500 Global
- Formerly: 500 Global
- Type: Venture capital firm
- Founded: 2010; 16 years ago
- Founders: Dave McClure; Christine Tsai;
- Headquarters: San Francisco, California
- Number of locations: Global
- Key people: Christine Tsai (CEO); Courtney Powell (COO);
- Website: 500.co

= 500 Global =

U.S. startup accelerator

500 Global (previously 500 Startups) is an early-stage venture fund and seed accelerator founded in 2010 by Dave McClure and Christine Tsai. The fund admitted a first "class" of twelve startups to its incubator office in Mountain View, California in February 2011. They expanded to a second class of 21 in June 2011 and a third class of 34 in October 2011. 500 Global has $2.3 billion in assets under management (AUM) as of March 2024.

Notable companies 500 Global invested in include Eat App, IDreamBooks, Little Eye Labs, myGengo, Cypheme, Cucumbertown, Visual.ly, Canva, Convoz, Udemy, RidePal and Aircall.

In 2012, 500 Global acquired Mexican.VC, an accelerator in Mexico City, expects to substantially ramp up its investment in Mexico. Through its investment in Alta Ventures, 500 Global planned to have better access to deal flow in this region. 500 Global LATAM is directed by Santiago Zavala and has startups like Platzi in its portfolio.

As of February 2021, 500 Global had invested in over 2,400 companies including Eat App, IDreamBooks, Little Eye Labs, myGengo, Cypheme, Cucumbertown, Visual.ly, Canva, Convoz, Udemy, RidePal and Aircall. As of August 2015, more than 20% of the companies had participated in other incubators, 20–30% were based outside the United States, and over 60 had been acquired.

As of 2015, some of the firm's active companies were Credit Karma, Twilio, GrabTaxi, and Talkdesk. The exits include $403M acquisition of MakerBot by Stratasys, $350M acquisition of Wildfire by Google, $200M acquisition of Viki by Rakuten, and $117M acquisition of Simple by BBVA.

500 Global has investment partners and advisors from all over the world, e.g. Jassim Alseddiqi (United Arab Emirates), Enis Hulli (Turkey), Binh Tran (Vietnam), and Tilo Bonow (Germany). A famous partner, Monique Woodard from Black Founders, left the early-stage venture fund in 2018. 500 Global has locations in San Francisco, Mexico City, Miami, Dubai, Bahrain, Istanbul, Seoul, Kuala Lumpur, Singapore, Bangkok and Ho Chi Minh City. In 2015, they announced they would be starting a three-month growth program in London, UK as well as a pre-accelerator in Oslo, Norway.

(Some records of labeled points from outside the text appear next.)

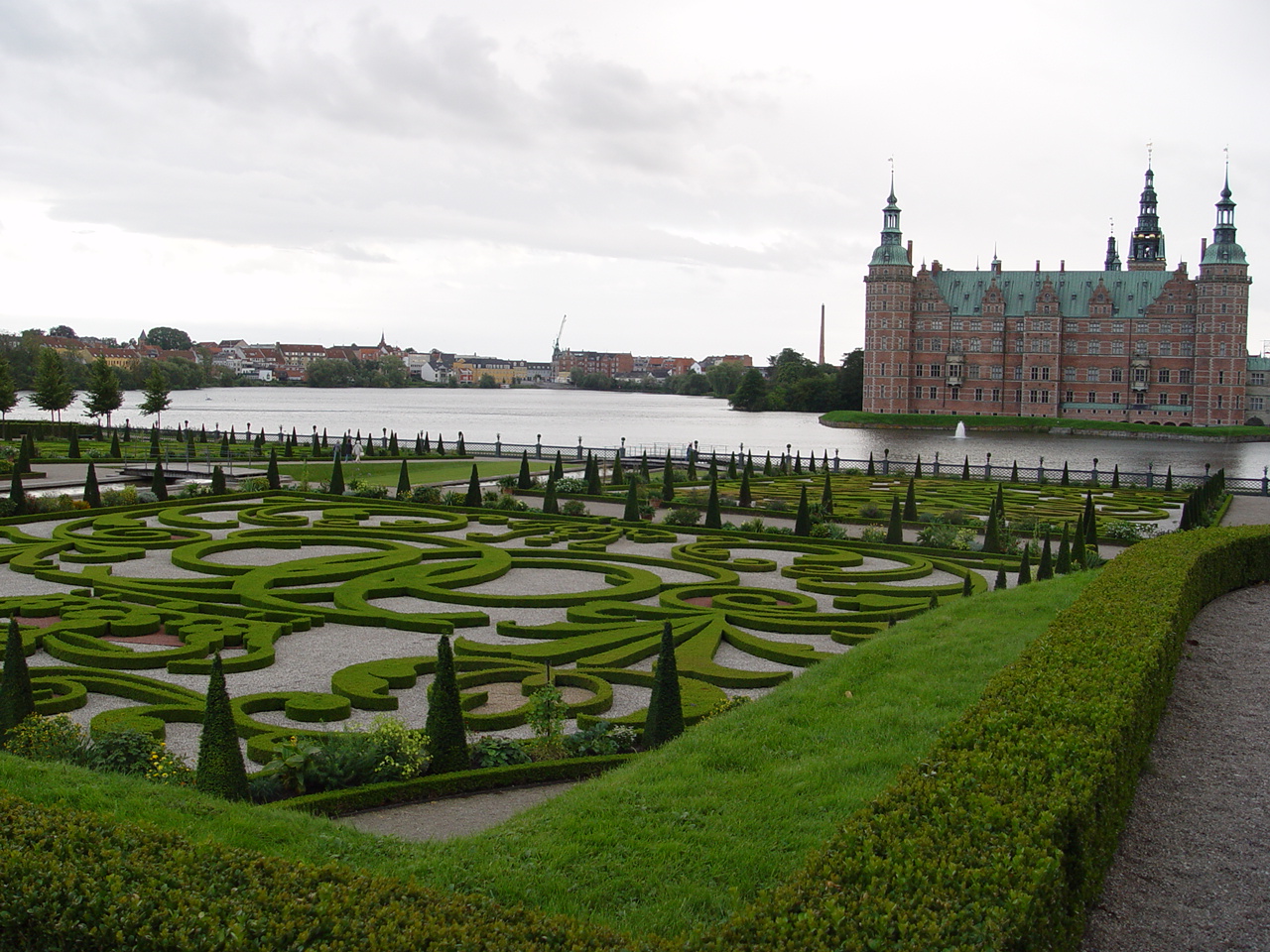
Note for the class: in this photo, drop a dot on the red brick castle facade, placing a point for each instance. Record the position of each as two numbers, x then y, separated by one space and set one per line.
1142 344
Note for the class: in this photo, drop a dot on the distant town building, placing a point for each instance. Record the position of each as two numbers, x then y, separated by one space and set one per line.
1142 344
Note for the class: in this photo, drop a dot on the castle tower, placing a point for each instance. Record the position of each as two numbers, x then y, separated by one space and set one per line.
1147 245
888 317
1222 322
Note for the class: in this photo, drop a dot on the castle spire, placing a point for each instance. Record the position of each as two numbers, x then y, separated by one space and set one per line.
1147 245
1224 246
890 249
1112 261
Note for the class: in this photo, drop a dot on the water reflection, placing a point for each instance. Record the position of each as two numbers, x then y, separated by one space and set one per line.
652 422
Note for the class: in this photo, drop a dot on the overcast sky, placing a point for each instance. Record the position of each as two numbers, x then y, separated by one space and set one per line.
679 178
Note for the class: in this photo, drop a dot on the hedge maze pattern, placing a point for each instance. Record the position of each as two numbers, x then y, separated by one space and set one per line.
584 598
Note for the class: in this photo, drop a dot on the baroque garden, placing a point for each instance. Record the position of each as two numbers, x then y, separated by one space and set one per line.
989 823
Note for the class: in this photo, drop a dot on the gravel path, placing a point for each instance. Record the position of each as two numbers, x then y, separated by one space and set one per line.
1193 869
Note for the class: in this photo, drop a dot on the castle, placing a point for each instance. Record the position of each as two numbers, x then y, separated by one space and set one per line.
1137 341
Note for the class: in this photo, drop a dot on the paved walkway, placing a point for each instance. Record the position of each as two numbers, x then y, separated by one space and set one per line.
1193 867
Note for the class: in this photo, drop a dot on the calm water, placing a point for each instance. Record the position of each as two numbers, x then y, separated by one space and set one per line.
654 421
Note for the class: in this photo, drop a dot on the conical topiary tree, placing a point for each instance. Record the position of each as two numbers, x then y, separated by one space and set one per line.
1046 567
17 699
665 720
158 484
91 492
1064 565
271 472
447 742
220 770
404 481
17 494
803 521
910 503
714 520
631 513
896 527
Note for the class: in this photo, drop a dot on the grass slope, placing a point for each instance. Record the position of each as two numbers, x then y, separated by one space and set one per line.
686 835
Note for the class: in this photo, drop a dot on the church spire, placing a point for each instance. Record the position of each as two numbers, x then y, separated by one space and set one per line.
1147 245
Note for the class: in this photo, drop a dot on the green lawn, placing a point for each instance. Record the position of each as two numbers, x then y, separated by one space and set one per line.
685 835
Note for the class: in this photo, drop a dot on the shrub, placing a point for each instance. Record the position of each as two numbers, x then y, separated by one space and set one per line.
574 507
683 516
493 751
599 740
49 739
122 752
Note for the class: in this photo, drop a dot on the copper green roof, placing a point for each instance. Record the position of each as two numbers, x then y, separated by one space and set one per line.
1132 293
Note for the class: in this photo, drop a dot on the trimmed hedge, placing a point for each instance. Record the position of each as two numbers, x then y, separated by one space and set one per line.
1001 837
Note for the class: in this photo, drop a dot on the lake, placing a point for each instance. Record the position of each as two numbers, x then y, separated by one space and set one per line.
653 421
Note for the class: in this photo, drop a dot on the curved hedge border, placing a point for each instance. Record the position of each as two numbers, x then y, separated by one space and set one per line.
1002 835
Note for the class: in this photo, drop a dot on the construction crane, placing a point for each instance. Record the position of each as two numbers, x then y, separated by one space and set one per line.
556 347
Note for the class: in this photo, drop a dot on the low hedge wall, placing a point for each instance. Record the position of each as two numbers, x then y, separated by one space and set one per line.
1001 838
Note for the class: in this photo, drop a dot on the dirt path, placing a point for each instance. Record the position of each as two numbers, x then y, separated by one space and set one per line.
1193 870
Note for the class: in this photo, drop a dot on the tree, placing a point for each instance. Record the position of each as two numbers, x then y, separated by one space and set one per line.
169 339
158 484
54 390
665 719
157 397
447 743
714 520
8 389
271 474
91 492
17 699
103 395
220 770
751 395
896 527
803 521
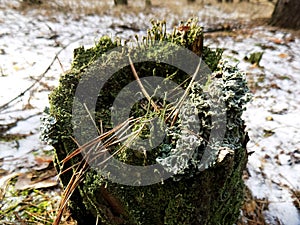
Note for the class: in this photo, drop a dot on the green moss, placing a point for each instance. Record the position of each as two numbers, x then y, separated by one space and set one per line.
193 195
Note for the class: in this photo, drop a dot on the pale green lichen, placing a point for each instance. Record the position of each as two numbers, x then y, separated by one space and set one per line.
192 195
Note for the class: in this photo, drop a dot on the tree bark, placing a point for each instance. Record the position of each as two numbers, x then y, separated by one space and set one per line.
286 14
121 2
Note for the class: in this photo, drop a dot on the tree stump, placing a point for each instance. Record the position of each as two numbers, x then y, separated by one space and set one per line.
200 160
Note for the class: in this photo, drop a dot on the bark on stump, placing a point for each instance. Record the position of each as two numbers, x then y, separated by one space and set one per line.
199 192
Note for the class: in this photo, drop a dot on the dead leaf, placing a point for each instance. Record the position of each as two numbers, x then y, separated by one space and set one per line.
277 41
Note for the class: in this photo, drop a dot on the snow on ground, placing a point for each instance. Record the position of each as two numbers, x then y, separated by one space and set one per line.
272 117
29 42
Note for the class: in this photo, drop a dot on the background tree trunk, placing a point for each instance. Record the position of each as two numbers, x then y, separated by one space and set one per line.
121 2
286 14
148 2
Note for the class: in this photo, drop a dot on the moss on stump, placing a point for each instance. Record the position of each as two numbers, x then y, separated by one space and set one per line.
198 192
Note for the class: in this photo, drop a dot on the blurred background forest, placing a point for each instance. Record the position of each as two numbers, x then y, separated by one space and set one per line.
37 39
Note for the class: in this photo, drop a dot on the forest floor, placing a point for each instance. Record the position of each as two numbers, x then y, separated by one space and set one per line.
36 46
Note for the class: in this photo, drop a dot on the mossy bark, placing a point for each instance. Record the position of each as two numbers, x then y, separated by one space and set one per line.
194 196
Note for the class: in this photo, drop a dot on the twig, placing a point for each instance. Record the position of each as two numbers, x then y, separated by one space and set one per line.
40 77
176 109
141 85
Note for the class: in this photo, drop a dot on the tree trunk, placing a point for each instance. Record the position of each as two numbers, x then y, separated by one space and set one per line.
121 2
286 14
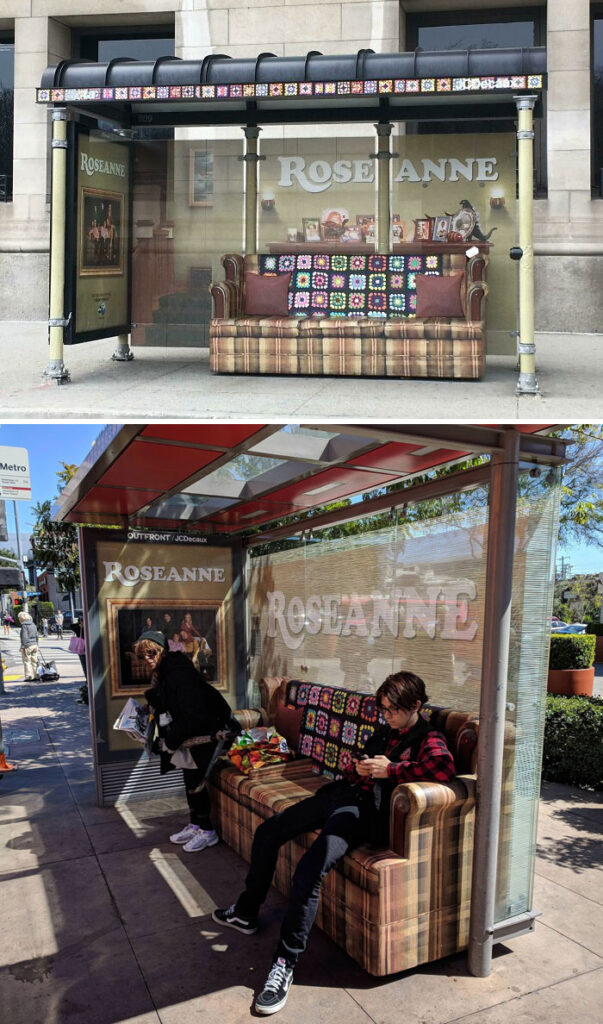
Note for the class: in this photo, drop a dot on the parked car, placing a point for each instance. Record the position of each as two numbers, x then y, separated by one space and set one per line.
67 622
558 626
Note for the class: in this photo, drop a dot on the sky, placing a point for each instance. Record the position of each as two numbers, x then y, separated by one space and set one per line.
49 444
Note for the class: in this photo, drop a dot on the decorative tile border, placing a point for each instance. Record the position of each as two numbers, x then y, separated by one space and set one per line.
289 90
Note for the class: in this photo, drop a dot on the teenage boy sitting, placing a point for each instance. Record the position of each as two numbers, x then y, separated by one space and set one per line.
350 812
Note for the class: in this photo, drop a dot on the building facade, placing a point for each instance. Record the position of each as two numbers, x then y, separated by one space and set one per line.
568 229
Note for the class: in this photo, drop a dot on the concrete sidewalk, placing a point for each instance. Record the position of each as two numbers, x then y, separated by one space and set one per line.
172 383
103 921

Full global programs have expanded to Japan, Taiwan, Singapore, Cambodia, Georgia, Israel, Saudi Arabia, and Canada.

In July 2017, co-founder Dave McClure resigned as general partner of all funds and entities managed by 500 Startups amid allegations of sexual harassment.

In March 2018, 500 Startups announced that it chose Downtown Miami as its first East Coast U.S. outpost.

In July 2019, Courtney Powell was named Chief Operating Officer of the firm.

In November 2020, 500 Startups formed a two-year partnership with Khmer Enterprise, a unit under the Cambodian Ministry of Economy and Finance. Through the Angkor 500 initiative, the firms will bring together founders throughout Cambodia to form teams and technology companies.

In September 2021, 500 Startups announced their rebranding to 500 Global and the closing of a $140M global flagship fund – the firm's largest fund to date–bringing assets under management to $1.8B. The firm has stated it is expanding its investment strategy beyond the accelerator and seed stage.

In October 2021, 500 Global had its first fully virtual accelerator class. In early 2023, the firm announced that it has launched an accelerator program in Tbilisi, Georgia as a part of its expansion in Eastern Europe.

== Venture education ==
500 Global runs a set of investor-education programs under the name VC Unlocked, which it began in 2015. The program's main edition, VC Unlocked: Silicon Valley, is a two-week course delivered on the Stanford University campus in partnership with the Stanford Engineering Center for Global & Online Education. The firm has also run editions in other locations, including a program in Tokyo delivered with the Tokyo Metropolitan Government and the Japan External Trade Organization (JETRO).